March 19, 2026

Desensitisation to cow’s milk, following partially or extensively hydrolysed formulae feeding regimens, in infants with allergy to cow’s milk: the DREAM RCT Synopsis (The DREAM study)

Guibas G, Brayshaw E, Brown M et al.   Efficacy Mech Eval 2026. https://doi.org/10.3310/GJGG7715

Background

Immunoglobulin E-mediated (immediate) cow’s milk allergy is one of the most frequent food allergies in infants, with a significant adverse impact on quality of life. There is no satisfactory treatment for cow’s milk allergy, and guidelines recommend milk avoidance, feeding with ‘hypoallergenic’ formulas (extensively hydrolysed formulas), emergency management of accidental reactions and waiting for the allergy to resolve spontaneously. Currently, the only potentially curative regimen is oral immunotherapy, that is, exposing patients to increasing doses of cow’s milk using a strictly controlled dose schedule. However, milk immunotherapy is not used in clinical practice due to risk of reactions.
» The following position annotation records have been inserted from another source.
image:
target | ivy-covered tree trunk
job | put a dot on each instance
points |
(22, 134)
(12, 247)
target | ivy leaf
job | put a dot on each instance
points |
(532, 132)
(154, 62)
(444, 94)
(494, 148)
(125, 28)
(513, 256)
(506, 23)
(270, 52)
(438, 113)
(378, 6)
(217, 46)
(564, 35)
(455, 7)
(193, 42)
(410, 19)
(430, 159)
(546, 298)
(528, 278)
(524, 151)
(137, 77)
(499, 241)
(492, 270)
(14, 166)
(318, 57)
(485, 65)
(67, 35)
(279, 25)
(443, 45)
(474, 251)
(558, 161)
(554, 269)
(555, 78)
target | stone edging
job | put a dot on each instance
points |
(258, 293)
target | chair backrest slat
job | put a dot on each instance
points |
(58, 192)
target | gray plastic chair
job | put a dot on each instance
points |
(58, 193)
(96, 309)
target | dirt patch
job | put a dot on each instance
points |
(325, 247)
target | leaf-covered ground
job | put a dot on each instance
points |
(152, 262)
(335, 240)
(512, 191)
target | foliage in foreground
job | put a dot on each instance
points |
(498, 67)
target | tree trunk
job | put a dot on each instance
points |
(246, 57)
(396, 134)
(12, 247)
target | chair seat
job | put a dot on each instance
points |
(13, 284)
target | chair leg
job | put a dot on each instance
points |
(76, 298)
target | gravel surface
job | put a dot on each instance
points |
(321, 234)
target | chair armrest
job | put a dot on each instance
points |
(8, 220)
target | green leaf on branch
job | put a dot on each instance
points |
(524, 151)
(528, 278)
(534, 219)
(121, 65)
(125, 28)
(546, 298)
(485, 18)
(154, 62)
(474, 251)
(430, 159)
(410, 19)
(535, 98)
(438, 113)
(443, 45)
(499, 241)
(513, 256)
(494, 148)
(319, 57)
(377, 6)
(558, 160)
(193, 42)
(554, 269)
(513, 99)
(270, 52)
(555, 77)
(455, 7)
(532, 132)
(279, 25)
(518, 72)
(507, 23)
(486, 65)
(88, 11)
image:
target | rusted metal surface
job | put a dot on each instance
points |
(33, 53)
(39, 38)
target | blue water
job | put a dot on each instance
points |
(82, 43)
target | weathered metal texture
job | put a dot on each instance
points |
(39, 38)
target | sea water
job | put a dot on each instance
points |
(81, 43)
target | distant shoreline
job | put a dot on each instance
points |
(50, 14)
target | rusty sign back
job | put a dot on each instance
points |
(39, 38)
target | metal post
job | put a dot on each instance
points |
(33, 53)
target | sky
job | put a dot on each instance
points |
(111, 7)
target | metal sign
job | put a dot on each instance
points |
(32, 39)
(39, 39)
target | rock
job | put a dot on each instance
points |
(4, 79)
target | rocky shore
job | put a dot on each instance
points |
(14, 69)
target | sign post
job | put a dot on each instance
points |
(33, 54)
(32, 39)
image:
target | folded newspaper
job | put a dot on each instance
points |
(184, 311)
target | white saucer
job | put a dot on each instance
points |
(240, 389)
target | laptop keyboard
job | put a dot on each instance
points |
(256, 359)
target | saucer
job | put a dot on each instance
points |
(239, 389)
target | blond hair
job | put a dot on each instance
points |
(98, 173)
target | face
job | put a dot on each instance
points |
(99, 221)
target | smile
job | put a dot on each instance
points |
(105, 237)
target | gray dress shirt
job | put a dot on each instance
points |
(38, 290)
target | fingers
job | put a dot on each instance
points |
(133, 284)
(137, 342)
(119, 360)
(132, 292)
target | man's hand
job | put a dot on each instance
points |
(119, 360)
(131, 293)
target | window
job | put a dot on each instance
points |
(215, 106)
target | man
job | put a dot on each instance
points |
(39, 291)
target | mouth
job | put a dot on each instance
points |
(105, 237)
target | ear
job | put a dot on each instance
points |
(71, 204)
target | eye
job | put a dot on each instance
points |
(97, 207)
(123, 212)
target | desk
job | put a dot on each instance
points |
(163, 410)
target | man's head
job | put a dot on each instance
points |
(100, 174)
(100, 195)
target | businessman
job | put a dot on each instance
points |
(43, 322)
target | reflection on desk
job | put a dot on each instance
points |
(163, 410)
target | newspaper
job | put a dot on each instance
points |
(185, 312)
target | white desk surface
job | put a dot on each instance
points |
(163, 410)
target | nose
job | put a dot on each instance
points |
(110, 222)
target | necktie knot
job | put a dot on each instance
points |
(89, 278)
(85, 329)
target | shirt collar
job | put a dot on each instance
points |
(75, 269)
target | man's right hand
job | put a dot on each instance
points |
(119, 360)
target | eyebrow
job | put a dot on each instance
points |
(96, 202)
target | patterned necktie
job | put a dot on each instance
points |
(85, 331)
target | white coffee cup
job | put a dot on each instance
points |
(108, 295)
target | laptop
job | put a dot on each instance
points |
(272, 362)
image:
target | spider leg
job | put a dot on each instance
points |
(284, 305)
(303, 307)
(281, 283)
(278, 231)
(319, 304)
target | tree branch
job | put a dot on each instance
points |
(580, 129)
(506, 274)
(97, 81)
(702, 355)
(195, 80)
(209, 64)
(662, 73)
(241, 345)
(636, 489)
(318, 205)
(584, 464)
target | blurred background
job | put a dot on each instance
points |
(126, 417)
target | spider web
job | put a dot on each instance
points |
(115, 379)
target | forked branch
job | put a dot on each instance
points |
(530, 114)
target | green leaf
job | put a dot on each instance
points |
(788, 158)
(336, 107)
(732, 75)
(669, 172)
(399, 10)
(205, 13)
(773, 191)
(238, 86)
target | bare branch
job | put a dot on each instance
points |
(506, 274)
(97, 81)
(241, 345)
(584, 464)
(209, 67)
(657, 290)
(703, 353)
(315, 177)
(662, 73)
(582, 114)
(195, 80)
DREAM’s intention was to explore whether oral immunotherapy with a partially hydrolysed cow’s milk formula would be able to provide a safe and effective means of oral immunotherapy for milk-allergic infants.

Limitations

The trial was affected by a serious breach that led most of the participants to receive partially hydrolysed formula, even if randomised to extensively hydrolysed formula. It also ended prematurely due to unsatisfactory recruitment, and the main outcomes were not reached.

Methods

Trial flow chart. CM, cow’s milk; DBPCFC, double-blind placebo controlled food
challenge; eHF, extensively hydrolysed formula; OIT, oral immunotherapy;
pHF, partially hydrolysed formula; TC, telephone call; V1, visit 1; V2, visit 2.
DREAM was a two-arm, parallel-group, double-blind randomised controlled trial. Eligible patients were infants aged 6–12 months with convincing medical history of immunoglobulin E-mediated allergy to cow’s milk formula. Inclusion criteria included a titre of cow’s milk-specific immunoglobulin E equal or higher to 2 kU/l, or wheal equal or over 5 mm to skin prick test to milk.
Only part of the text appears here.